Fairness Doctrine, Korean Version

5 Jan

Seoul doesn’t need a “pro-American” president, because it uncannily marches in lockstep with its nemesis on the high-profile issues, like dredging up the Fairness Doctrine. Case-in-point: netizen whining about an “evil” broadcasting bill.

Conglomerates are already taking over all sectors, hospitals, electronics, communications, manufacture, automobiles, ships, chemistry, textile, distribution, and so on. If they control broadcasting, we will live as slaves of those companies. As we know, conglomerates have cozy relations with politicians. If they take over broadcasting, who will talk about them? Broadcasting has the duty to report the truth to us. However, they will talk following the tastes of those companies and will walk for the government. If there are groups that don’t follow their rules, they will destroy them.

True Translation: “Spineless netizens, shriek for the dying of our monopoly on worthless opinions!

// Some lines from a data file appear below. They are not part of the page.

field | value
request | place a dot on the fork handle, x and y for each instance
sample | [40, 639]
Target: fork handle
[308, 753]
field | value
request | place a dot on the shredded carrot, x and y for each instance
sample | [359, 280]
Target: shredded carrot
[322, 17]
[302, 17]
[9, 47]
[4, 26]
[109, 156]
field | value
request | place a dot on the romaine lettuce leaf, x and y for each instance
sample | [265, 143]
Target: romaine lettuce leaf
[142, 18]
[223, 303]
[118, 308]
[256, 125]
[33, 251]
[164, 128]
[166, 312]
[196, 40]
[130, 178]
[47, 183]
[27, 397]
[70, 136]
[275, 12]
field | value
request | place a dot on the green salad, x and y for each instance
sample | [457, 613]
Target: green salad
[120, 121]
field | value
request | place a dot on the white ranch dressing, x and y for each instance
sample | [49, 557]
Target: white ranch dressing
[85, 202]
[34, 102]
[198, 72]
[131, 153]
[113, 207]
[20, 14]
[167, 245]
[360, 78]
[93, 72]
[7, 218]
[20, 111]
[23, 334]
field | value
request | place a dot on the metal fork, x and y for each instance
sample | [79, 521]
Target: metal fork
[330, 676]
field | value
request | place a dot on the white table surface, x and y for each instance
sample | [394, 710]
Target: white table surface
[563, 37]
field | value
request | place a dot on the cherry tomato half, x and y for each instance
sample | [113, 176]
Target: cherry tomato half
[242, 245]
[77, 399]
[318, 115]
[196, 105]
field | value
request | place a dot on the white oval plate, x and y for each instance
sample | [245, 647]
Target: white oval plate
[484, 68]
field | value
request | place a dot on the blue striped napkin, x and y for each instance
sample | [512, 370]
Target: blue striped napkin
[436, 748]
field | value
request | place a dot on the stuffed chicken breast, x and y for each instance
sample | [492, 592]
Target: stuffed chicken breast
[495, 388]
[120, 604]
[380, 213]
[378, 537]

Brendan Carr sees clearly.

It’s a silly debate, anyway, about the newspapers being able to purchase and control broadcast media. Both newsprint and broadcast are dead in America, and I can’t imagine that Korea will somehow be immune from the tectonic shift taking place elsewhere. The newspapers see a move into broadcasting as a survival gambit, but it’s the shortest of short-term plays — like the Lusitania sailing to the rescue of the Titanic.

Please, be my guest, chaebol owners, destroy yourselves!